While a movie like Agora about the religious persecution of a 5th century female free-thinking mathematician and astronomer may seem like really ancient history, think again. It took five hundred years for the Catholic Church (just last weekend) to finally forgive Nicolaus Copernicus for daring to assert that the earth revolved around the sun and not the other way around, and to rebury him with honors after removing the astronomer’s remains from his long unmarked grave.

And while Hypatia, a once revered teacher, philosopher and scientist in the cultural mecca that was Alexandria, declared her heliocentric theory of the universe eleven centuries before Copernicus, her plight was far worse. Dragged from her chariot by a mob of fanatical vigilante Christian monks, Hypatia was stripped naked, skinned to her bones with sharp oyster shells, stoned and burned alive as possibly the first executed witch in history, a kind of purge that was apparently big business back then. Though the fact that Chilean director Alejandro Amenabar’s Agora, a small provocative gem of an artistic period masterpiece is being released sandwiched in between the likewise swords and sandals Clash Of The Titans and Prince Of Persia boisterous blockbusters, does not bode well for her fate in this regard either.

Rachel Weisz is Hypatia, born into a time when the arts and sciences flourished even though slavery was still common, and to be a woman in a high position of intellectual authority was not all that far-fetched, at least not yet. But Christianity was on the rise, and its proponents intent on assuming political as well as religious prominence, so that paganism became a buzz word for free thought, and any probing scholarly pursuits or scientific consciousness not conforming to religious notions of creationism.

And while the strictly celibate Hypatia’s consuming obsession is to prove mathematically beyond a doubt, and in opposition to church doctrine, that the earth and other planets revolve around the sun, the youth Davus (Max Minghella) one of her many ardent disciples and her personal slave, is fixated on seducing and conquering his indifferent superior. (Even if his knack for playing two flutes at once, fails to impress.)

When the growing numbers of restless Christian masses riot and take over Alexandria, burning the historic libraries, Davus thinks twice about a life of servitude and loyalty to his idolized and unrequited object of desire, therefore leaving Hypatia to her fate, and opting for the new declaration of freedom from bondage instead.

Agora (meaning open air gathering space) is a hypnotically crafted, boldly envisioned excursion into the eerily familiar distant past.
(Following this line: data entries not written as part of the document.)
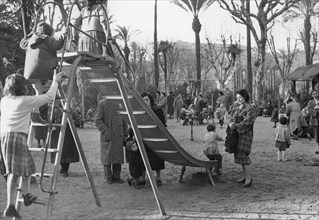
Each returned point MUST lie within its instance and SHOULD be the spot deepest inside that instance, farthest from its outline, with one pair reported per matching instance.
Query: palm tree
(125, 34)
(194, 7)
(156, 68)
(305, 9)
(164, 47)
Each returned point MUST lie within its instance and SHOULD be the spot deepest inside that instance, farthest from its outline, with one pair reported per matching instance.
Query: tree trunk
(127, 56)
(196, 29)
(261, 68)
(249, 69)
(307, 36)
(156, 68)
(165, 70)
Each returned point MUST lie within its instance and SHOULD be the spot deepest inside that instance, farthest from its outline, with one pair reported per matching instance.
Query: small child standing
(41, 59)
(16, 107)
(274, 115)
(282, 138)
(211, 147)
(136, 165)
(220, 114)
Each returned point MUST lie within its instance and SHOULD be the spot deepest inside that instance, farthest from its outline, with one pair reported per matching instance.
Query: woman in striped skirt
(16, 107)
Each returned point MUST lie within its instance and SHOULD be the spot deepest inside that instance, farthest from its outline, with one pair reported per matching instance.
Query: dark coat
(245, 127)
(113, 130)
(170, 104)
(41, 55)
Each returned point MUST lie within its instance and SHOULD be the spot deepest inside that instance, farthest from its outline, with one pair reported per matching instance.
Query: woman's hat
(44, 28)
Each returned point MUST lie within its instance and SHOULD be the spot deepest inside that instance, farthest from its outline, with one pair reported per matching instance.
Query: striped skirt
(15, 154)
(242, 157)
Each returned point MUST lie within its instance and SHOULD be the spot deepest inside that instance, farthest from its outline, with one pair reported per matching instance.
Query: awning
(304, 72)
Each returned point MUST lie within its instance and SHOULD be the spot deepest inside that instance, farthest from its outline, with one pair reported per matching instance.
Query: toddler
(136, 165)
(282, 138)
(220, 114)
(211, 147)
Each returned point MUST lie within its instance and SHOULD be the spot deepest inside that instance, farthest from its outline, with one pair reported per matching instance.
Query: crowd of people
(17, 108)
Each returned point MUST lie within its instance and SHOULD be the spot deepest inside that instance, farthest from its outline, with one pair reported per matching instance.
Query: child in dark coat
(41, 59)
(282, 139)
(274, 115)
(136, 165)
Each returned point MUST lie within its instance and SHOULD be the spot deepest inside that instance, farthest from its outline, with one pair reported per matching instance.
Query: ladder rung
(155, 139)
(44, 175)
(166, 151)
(146, 126)
(34, 202)
(102, 80)
(134, 112)
(68, 54)
(115, 97)
(50, 150)
(46, 124)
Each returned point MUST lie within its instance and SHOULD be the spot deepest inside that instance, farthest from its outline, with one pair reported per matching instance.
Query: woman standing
(296, 119)
(313, 107)
(162, 104)
(245, 128)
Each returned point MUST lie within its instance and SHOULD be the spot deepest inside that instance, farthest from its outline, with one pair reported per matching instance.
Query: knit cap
(44, 28)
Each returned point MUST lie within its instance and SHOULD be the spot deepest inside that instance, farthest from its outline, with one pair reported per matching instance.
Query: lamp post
(192, 123)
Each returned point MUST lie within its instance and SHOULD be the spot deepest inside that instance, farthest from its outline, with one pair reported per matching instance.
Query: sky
(175, 24)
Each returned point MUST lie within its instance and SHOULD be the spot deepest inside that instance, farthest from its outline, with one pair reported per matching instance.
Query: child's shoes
(28, 199)
(11, 212)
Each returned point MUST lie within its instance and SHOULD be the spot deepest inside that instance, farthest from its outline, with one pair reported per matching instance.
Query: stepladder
(61, 132)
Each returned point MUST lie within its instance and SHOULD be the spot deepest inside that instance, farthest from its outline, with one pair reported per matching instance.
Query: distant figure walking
(178, 104)
(282, 138)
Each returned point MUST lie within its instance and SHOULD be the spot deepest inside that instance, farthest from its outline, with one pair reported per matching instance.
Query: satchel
(40, 60)
(231, 140)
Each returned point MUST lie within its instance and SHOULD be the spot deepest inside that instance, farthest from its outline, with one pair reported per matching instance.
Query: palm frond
(182, 4)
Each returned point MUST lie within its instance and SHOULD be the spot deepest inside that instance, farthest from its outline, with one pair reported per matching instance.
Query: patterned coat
(245, 127)
(313, 113)
(296, 119)
(112, 129)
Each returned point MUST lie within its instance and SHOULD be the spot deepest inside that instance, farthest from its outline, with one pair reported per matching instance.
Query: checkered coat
(245, 127)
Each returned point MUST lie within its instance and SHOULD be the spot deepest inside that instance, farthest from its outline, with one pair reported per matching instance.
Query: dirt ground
(280, 190)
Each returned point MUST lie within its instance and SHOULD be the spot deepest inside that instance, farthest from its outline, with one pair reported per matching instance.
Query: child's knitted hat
(283, 120)
(44, 28)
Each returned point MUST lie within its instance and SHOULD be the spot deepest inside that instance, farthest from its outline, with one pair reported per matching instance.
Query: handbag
(231, 140)
(40, 60)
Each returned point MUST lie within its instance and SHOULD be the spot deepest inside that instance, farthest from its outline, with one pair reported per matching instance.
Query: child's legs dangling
(278, 155)
(283, 155)
(11, 188)
(37, 85)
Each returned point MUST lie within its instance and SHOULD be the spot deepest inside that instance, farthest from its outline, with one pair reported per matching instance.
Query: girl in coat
(16, 107)
(282, 138)
(313, 107)
(245, 129)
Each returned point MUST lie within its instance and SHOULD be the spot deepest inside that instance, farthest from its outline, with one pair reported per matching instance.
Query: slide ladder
(66, 121)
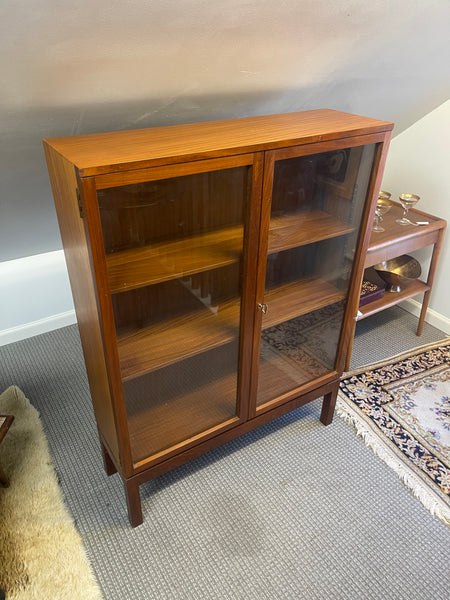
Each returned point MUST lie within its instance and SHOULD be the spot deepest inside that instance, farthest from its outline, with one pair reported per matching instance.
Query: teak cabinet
(213, 269)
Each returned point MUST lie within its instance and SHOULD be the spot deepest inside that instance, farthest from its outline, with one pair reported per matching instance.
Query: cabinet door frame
(88, 188)
(271, 156)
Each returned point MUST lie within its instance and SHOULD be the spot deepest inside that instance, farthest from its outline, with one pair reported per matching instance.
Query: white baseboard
(22, 332)
(35, 296)
(432, 317)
Though the reticent drama tends to lag behind the atmospheric period resonance, teeming with lots of religious wilding, throng cheering, era exoticizing, government toppling, mob mentality temple smashing, and nonbeliever ambushing.

Which tends to dwarf the plight of Hypatia, no matter how horrific. In comparison to the greater historical intensity of a moment in time caught between the awe inspiring penetrable mysteries of the sky, and the unfathomable tragic violence on earth below. And where the question of which adversary is on God’s side is determined by who in the end is still left standing.